Angelina Jolie spoke out against war rape Friday during her visit to Bosnia.
"There can be no peace while women in conflict or post-conflict zones are raped with impunity," the Oscar-winning actress said in Sarajevo, Reuters reported.
British Foreign Secretary William Hague accompanied Jolie in campaigning to end sexual violence against women. She and Hague will co-host a global conference in London in June focused on preventing rape and its role as a war tactic.
Those present said Jolie was visibly moved while listening to victims in the town of Srebrenica.
"Our tradition is not to talk about the rape," said Munira Subasic, the head of the association of Srebrenica mothers.
"Many women have been through it but don't talk about it. That is why this visit is important, to show them they don't have to cope with it alone," she said.
Around 20,000 women were raped during the war between Bosnia's Serbs, Muslim Bosniaks and Croats -- and more than 100,000 people, mostly civilians, were killed.
Jolie, who previously represented United Nations High Commissioner for Refugees (UNHCR) as a Goodwill Ambassador, hopes to unravel the silence surrounding war rape. Her film "In the Land of Blood and Honey," which dealt with sexual violence inflicted on a woman during Bosnia's 1992-1995 war, partially inspired the effort.

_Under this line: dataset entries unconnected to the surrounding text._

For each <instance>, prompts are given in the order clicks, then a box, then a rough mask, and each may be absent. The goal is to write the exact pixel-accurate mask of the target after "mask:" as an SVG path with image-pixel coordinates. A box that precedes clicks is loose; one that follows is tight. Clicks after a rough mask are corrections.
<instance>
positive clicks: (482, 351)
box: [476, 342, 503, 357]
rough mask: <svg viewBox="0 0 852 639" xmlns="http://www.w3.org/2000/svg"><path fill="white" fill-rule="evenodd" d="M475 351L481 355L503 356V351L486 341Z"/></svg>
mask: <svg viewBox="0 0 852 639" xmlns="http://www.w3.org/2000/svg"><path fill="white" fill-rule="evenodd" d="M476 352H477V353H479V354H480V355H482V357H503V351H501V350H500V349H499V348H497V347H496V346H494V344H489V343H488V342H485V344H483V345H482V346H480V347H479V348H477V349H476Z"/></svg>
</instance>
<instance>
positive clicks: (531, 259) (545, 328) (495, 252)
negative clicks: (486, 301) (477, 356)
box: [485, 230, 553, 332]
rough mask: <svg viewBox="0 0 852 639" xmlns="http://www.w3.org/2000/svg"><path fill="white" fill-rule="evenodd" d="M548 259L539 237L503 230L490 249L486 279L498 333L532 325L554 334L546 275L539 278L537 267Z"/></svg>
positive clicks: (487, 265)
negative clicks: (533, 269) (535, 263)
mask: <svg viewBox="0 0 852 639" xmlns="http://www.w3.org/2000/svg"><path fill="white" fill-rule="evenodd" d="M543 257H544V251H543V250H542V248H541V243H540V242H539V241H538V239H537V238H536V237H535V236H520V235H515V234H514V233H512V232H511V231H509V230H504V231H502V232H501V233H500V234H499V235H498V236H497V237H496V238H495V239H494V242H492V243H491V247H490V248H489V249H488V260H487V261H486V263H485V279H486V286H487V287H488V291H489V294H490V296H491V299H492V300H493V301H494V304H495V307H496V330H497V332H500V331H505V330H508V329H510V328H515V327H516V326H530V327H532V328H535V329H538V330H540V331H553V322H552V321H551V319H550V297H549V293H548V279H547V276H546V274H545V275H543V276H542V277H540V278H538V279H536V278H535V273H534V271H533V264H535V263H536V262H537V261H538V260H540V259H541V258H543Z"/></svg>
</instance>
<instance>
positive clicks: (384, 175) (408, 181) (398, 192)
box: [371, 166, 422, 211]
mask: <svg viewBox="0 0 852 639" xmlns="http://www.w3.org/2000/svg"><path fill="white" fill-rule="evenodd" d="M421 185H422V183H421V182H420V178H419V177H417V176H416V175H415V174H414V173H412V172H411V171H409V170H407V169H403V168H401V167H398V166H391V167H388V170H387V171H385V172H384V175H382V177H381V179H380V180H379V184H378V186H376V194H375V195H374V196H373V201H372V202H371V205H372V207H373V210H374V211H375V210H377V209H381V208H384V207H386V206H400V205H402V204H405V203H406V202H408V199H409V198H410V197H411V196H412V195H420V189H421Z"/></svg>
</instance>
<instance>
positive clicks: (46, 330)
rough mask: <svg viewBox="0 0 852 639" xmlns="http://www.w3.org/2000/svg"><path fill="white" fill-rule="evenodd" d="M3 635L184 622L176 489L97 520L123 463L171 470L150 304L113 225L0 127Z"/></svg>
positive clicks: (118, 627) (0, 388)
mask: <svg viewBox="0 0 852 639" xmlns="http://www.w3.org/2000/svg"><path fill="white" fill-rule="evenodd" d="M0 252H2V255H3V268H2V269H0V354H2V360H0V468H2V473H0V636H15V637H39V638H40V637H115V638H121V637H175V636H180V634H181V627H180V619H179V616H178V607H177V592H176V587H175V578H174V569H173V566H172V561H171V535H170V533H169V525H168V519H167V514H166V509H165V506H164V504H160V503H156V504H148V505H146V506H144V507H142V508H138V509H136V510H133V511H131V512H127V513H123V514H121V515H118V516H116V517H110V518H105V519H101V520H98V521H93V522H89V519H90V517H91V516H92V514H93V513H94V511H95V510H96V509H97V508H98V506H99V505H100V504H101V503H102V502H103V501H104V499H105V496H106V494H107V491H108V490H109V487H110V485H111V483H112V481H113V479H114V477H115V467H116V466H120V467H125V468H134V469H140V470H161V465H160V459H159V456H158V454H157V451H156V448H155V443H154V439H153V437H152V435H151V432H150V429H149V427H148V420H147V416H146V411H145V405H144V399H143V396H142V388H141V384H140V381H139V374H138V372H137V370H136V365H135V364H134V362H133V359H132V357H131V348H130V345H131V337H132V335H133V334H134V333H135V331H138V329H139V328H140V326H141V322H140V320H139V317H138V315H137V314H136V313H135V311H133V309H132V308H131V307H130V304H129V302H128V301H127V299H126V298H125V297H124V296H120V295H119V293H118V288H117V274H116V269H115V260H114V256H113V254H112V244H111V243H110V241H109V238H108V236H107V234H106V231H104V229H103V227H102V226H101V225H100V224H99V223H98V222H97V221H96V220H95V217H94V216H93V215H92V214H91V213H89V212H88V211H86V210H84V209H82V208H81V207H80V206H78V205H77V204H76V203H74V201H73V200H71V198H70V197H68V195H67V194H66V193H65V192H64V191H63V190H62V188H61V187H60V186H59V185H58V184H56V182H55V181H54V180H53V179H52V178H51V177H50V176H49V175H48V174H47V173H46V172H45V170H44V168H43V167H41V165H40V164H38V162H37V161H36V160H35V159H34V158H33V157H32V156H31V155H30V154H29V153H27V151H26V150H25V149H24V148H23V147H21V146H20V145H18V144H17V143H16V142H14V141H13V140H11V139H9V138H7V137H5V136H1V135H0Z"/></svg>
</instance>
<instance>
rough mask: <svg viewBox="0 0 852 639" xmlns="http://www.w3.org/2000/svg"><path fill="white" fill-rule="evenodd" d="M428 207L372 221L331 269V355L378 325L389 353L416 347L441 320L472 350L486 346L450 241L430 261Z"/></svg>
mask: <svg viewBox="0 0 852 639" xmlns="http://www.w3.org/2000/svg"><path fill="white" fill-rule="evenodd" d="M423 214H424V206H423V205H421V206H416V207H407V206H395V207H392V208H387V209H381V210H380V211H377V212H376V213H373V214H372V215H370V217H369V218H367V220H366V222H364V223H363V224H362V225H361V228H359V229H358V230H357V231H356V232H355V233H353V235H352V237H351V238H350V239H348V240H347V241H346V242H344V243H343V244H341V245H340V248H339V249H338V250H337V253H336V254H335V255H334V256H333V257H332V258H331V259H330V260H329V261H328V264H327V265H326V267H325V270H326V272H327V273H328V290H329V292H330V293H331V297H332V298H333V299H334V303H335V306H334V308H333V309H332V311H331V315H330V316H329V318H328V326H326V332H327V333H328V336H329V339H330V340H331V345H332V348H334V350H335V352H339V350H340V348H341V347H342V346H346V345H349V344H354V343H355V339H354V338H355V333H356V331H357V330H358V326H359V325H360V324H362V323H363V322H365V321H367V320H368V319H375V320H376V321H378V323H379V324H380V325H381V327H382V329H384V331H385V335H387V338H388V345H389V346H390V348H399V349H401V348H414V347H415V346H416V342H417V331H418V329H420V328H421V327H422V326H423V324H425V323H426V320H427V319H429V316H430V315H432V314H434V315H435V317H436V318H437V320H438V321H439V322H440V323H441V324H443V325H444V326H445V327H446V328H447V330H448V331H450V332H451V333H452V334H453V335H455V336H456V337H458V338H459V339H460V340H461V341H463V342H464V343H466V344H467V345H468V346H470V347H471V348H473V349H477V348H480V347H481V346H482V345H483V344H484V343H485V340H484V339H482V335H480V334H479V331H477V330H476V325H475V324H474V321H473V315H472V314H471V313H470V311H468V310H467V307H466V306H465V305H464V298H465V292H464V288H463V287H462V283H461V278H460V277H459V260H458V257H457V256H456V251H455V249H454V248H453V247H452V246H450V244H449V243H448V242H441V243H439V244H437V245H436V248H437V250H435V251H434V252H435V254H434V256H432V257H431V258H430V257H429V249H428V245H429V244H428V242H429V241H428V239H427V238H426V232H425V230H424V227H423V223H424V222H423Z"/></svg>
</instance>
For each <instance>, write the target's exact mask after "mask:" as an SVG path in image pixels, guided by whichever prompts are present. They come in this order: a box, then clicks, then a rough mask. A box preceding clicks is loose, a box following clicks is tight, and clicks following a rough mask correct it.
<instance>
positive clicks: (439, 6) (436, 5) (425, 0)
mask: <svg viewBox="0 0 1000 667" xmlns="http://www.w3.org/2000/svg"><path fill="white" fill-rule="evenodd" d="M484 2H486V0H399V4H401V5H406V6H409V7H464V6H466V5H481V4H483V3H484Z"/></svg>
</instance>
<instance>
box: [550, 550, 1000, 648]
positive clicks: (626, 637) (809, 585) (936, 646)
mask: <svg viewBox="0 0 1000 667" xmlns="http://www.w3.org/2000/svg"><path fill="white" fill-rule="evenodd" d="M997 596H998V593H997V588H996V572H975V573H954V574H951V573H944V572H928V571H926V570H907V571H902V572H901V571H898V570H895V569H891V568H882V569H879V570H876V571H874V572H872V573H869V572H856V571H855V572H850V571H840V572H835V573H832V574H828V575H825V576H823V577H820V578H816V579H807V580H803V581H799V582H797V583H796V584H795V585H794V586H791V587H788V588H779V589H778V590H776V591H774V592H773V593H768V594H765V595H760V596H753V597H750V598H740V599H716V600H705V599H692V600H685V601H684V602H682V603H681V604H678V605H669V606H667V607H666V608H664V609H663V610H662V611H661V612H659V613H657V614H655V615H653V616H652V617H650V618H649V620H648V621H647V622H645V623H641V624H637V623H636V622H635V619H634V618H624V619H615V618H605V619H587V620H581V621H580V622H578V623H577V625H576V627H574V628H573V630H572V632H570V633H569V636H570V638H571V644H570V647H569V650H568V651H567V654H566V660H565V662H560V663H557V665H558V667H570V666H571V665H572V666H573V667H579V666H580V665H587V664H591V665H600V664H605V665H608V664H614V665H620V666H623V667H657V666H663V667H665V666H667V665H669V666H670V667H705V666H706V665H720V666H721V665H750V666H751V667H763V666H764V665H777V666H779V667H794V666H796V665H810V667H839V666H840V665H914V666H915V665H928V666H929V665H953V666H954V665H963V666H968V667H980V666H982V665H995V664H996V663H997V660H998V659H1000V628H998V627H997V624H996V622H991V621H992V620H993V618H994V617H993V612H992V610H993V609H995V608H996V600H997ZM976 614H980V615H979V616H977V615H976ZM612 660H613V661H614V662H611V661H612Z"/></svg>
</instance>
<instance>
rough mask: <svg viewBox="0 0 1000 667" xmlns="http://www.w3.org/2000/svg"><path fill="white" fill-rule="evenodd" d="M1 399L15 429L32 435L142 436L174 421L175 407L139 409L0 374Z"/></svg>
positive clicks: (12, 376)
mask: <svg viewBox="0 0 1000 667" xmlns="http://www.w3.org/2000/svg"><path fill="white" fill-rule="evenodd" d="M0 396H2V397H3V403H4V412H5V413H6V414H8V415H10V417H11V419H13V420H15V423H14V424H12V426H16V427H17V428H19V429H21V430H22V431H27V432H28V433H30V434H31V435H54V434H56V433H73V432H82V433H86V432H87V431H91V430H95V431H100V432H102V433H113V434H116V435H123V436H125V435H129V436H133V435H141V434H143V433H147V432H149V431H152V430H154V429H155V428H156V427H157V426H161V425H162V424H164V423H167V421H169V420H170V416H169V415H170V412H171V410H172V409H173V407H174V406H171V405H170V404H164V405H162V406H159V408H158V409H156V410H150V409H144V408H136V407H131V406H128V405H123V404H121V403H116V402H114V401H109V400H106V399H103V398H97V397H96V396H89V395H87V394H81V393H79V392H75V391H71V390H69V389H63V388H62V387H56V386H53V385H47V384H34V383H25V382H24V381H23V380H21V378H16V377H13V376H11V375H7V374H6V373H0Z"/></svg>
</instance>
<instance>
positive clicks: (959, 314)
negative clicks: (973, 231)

Jolie and Hague laid flowers at a cemetery for Bosnian Muslim victims of the Srebrenica massacre, Europe's worst massacre since World War II.
Bosnian Serb forces commanded by General Ratko Mladic killed around 8,000 Muslim men and boys after the U.N.-protected area fell into their hands in July 1995. Mladic is now on trial for genocide at the United Nations tribunal in The Hague.
Jolie has conducted more than 40 field visits around the world, and in April 2012 was appointed as Special Envoy of UN High Commissioner for Refugees António Guterres.